La domanda sorge allora spontanea: quali potranno essere, nelle nostre scuole, le punizioni veramente efficaci se le sanzioni che comminiamo raggiungono il ragazzo solamente dopo giorni e anche settimane o mesi dal momento in cui è avvenuto il fatto? Naturalmente non sto parlando di punizioni corporali, ci mancherebbe, ma ciò non toglie che dobbiamo interrogarci sulle modalità più efficaci per aiutare i ragazzi a riconoscere e modificare i comportamenti non accettabili. La nostra azione deve infatti rivestire prima di tutto caratteri educativi. Anche le stesse note sul libretto o sul registro non esprimono una punizione in sé, ma piuttosto la memoria di un fatto nell’attesa di una sanzione che verrà. E la sanzione verrà, dopo aver convocato il consiglio di classe, ben oltre i 10 secondi.
La sfida diventa allora quella di riuscire a contemperare efficacemente il fine educativo del rimprovero con il fine riparatorio ed esemplare della sanzione in seguito a un comportamento antisociale.
Ribadendo che l’immediatezza del giudizio è la chiave per ottenere la disciplina, Il prof. Barkley ci offre alcuni suggerimenti al riguardo: per esempio, i richiami diretti e privati, oppure il far eseguire un compito in un banco in fondo all’aula dove l’alunno racconta quello che ha fatto di sbagliato e si dà una valutazione, oppure scrive una serie di motivazioni in base alle quali non deve mettere in atto quel determinato comportamento. Nei casi più gravi, l’alunno viene sospeso seduta stante dalle attività della classe e condotto in un luogo di “raffreddamento”, da definire preventivamente.
Ma, ha aggiunto il prof.
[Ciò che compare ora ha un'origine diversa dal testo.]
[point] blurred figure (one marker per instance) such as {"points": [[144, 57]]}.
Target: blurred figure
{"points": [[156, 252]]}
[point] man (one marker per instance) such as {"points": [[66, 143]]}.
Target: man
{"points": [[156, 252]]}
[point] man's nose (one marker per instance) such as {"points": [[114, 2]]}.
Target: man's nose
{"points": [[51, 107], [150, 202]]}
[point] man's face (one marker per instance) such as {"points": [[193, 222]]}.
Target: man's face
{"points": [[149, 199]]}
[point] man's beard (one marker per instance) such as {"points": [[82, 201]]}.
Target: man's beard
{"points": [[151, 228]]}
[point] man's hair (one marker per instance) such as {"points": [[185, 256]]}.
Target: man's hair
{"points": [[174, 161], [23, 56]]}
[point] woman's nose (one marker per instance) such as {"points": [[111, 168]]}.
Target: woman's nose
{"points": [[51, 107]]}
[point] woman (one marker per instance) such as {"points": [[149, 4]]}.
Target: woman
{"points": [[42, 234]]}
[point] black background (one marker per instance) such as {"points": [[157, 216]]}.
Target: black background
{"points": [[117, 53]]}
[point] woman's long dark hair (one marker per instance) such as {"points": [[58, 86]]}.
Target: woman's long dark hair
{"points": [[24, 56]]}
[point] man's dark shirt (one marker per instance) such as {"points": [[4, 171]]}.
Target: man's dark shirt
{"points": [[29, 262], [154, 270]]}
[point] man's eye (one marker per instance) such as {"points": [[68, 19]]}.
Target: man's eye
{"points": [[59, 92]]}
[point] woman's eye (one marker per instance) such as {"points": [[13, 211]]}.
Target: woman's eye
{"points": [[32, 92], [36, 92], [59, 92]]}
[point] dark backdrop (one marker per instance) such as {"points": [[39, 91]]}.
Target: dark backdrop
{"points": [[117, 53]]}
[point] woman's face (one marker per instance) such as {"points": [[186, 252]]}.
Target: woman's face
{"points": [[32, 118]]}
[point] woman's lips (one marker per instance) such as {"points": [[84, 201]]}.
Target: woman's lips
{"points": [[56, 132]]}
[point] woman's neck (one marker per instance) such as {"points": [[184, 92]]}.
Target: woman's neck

Barkley, tutto questo deve avvenire all’interno di un sistema di insegnamento basato su incentivi, dove il rapporto tra premi assegnati e punizioni inflitte sia almeno di 2:1. Barkley suggerisce di aumentare le lodi in caso di comportamenti corretti, mostrare apprezzamento nei momenti di buon lavoro della classe o nei confronti di chi si comporta bene; adottare un sistema di gettoni o di punti da incrementare in caso di performances positive o da decrementare in caso di negative; introdurre lavori di gruppo con le relative premiazioni; organizzare le attività della classe in modo da consentire un frequente accumulo di premi; usare una tabella di rilevazione quotidiana dove registrare i punteggi per esempio sulla partecipazione in classe, l’esecuzione dei compiti in classe, il rispetto delle regole della classe, l’accordo e la collaborazione con i compagni, l’esecuzione dei compiti a casa.
Sono indicazioni di cui far tesoro, sicuramente da adattare alle singole realtà anche rispetto all’età dei ragazzi e al tipo di responsabilità loro richiesta, ma preziose in quanto ci aiutano a tener conto e ad approfondire alcuni meccanismi di risposta che non sempre ci sono noti. Una riflessione al riguardo sarà indispensabile anche a livello di Consiglio di Istituto nel momento della elaborazione del nuovo Regolamento di Disciplina.